Postwar drama and decadence
The changing face of film distribution is presenting a considerable challenge for film reviewers. Although there is always an opportunity to preview and review the big blockbuster films, more and more small, limited release films are emerging that are either not previewed at all ( Knight of Cups, Mississippi Grind) — despite the presence of prominent Australian actors in their casts, Cate Blanchett and Ben Mendelsohn respectively — or are given the most limited exposure to reviewers prior to release ( Truth), and, often, these are among the most interesting films around. This week there are a couple of examples of films that played at various film festivals across the country but which were not (to my knowledge) previewed for critics (at least in Sydney) before opening in a very limited number of courageously independent cinemas. These sorts of films are, of course, exactly the kind a reviewer needs to champion, especially if they are as good as the two I’m writing about today.
Phoenix is the latest film from German director Christian Petzold whose work, including Wolfsburg, Yella, Jerichow and Barbara, is consistently interesting. Phoenix is perhaps his best to date, and is based on a French novel, Le Retour des cendres by Hubert Monteilhet, which was previously filmed by British director J. Lee Thompson as Return from the Ashes (1965), with Maximilian Schell and Ingrid Thulin. The idea behind the basic plot — that of a woman whose damaged face is replaced through surgery — is a well-worn one and has been used before in Swedish film A Woman’s Face (1938 with Ingrid Bergman) and its Hollywood remake of the same name with Joan Crawford (1941), as well as Georges Franju’s creepy Eyes without a Face (1960). And there are plenty of variations to a theme used in the past as a basis for comedy as well as drama.
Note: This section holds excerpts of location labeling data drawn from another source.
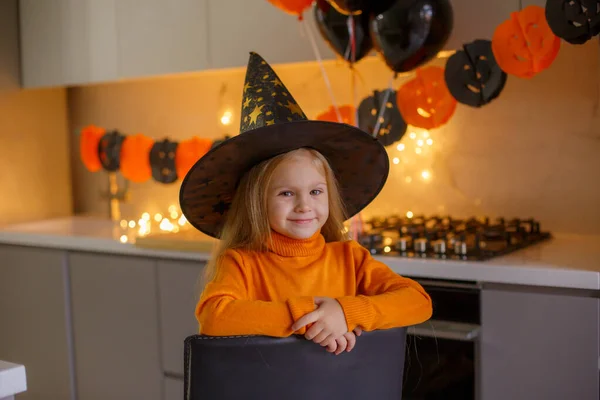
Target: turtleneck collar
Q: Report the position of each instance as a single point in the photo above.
(288, 247)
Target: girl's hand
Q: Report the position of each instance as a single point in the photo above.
(329, 324)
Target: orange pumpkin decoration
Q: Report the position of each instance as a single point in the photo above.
(425, 101)
(88, 147)
(294, 7)
(347, 112)
(135, 158)
(524, 44)
(188, 152)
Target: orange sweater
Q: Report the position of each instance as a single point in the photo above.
(264, 293)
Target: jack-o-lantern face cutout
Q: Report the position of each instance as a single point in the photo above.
(346, 112)
(391, 124)
(188, 152)
(162, 161)
(575, 21)
(472, 74)
(135, 158)
(425, 101)
(89, 142)
(109, 151)
(524, 45)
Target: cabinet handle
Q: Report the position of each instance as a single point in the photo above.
(446, 330)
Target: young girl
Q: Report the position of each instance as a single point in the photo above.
(284, 264)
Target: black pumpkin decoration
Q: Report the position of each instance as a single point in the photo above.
(392, 126)
(575, 21)
(162, 161)
(473, 76)
(109, 150)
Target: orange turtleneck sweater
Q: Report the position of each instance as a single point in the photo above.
(264, 293)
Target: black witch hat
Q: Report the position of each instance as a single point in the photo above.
(273, 123)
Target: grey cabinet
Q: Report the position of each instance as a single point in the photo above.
(178, 293)
(539, 346)
(33, 319)
(115, 326)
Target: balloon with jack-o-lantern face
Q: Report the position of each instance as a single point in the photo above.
(425, 101)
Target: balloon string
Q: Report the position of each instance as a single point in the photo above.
(315, 48)
(382, 107)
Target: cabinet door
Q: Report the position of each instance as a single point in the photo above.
(115, 324)
(179, 293)
(161, 37)
(539, 346)
(475, 19)
(33, 319)
(238, 27)
(67, 42)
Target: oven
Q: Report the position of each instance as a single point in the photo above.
(442, 356)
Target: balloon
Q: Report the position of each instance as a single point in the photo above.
(294, 7)
(357, 7)
(333, 26)
(412, 32)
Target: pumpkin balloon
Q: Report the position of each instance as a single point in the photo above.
(575, 21)
(110, 151)
(347, 113)
(188, 152)
(162, 161)
(294, 7)
(425, 101)
(135, 158)
(524, 44)
(88, 147)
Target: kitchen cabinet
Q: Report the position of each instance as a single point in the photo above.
(178, 285)
(539, 346)
(237, 27)
(9, 45)
(68, 42)
(115, 326)
(34, 319)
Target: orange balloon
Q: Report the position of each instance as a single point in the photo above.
(425, 101)
(524, 44)
(188, 152)
(88, 147)
(347, 113)
(294, 7)
(135, 158)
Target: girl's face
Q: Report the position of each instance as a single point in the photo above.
(297, 198)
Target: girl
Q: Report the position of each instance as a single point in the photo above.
(284, 264)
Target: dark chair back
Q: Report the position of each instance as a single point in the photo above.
(265, 368)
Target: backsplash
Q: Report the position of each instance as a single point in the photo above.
(533, 152)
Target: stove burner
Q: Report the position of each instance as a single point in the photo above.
(438, 237)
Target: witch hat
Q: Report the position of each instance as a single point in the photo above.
(273, 123)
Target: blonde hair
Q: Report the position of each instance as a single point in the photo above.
(247, 224)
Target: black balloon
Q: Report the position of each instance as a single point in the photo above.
(575, 21)
(162, 161)
(412, 32)
(392, 126)
(109, 150)
(333, 26)
(472, 75)
(356, 7)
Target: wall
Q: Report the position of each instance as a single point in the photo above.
(35, 177)
(531, 153)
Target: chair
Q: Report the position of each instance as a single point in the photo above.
(265, 368)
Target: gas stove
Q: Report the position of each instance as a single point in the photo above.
(469, 239)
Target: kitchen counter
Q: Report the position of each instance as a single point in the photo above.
(566, 260)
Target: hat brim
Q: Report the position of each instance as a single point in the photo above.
(359, 161)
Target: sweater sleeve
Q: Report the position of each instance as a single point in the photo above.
(384, 299)
(225, 307)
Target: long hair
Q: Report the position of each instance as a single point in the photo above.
(247, 224)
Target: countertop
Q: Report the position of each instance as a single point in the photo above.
(566, 260)
(12, 379)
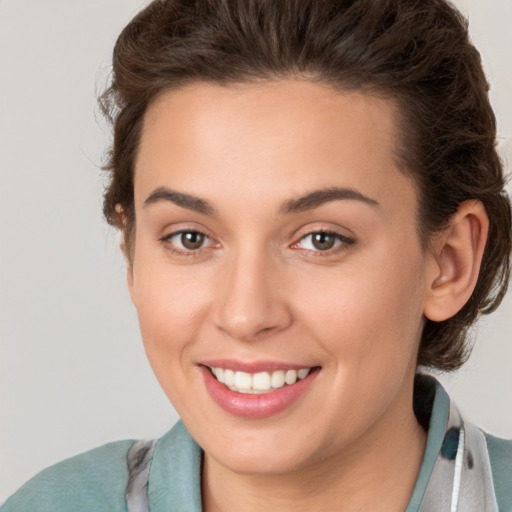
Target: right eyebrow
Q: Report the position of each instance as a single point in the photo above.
(181, 199)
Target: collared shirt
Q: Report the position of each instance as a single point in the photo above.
(463, 470)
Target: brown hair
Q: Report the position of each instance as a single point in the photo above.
(415, 52)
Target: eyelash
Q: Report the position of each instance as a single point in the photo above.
(344, 243)
(165, 240)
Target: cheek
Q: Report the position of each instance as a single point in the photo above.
(170, 307)
(370, 313)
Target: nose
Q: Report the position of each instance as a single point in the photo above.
(251, 303)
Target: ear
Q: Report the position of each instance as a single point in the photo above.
(456, 258)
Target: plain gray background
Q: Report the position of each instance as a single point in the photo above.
(73, 373)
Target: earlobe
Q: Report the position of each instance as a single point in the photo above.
(457, 255)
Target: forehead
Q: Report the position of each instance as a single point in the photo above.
(282, 137)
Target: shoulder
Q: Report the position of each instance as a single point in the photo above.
(500, 455)
(95, 480)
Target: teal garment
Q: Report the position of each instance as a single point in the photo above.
(97, 480)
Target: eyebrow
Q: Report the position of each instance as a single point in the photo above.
(303, 203)
(317, 198)
(180, 199)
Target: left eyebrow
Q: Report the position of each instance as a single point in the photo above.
(181, 199)
(317, 198)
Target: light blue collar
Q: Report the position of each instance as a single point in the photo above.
(455, 474)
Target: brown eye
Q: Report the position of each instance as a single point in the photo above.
(192, 240)
(323, 241)
(328, 242)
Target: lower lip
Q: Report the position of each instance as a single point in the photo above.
(255, 406)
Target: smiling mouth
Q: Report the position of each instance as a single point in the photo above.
(258, 383)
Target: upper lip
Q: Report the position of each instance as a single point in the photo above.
(254, 366)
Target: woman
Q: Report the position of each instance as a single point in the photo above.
(312, 207)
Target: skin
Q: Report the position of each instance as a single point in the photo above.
(258, 289)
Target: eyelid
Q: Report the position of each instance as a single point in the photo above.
(344, 241)
(165, 240)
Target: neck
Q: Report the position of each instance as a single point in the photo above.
(377, 472)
Petzold’s film is set in the immediate aftermath of World War II. Nelly, played by the director’s regular lead actress, the superb Nina Hoss, has survived a concentration camp but, as a result of a gunshot wound, her face has been horribly disfigured. Her friend Lene (Nina Kunzendorf) tells her that Johnny (Ronald Zehrfeld), her husband, had betrayed her to save his own skin and urges Nelly, who before the war was a nightclub singer, to accompany her to Palestine. But Nelly is determined to find Johnny and undergoes lengthy surgery to reconstruct her face before tracking him down to Phoenix, a nightclub where he works. And, of course, he fails to recognise her.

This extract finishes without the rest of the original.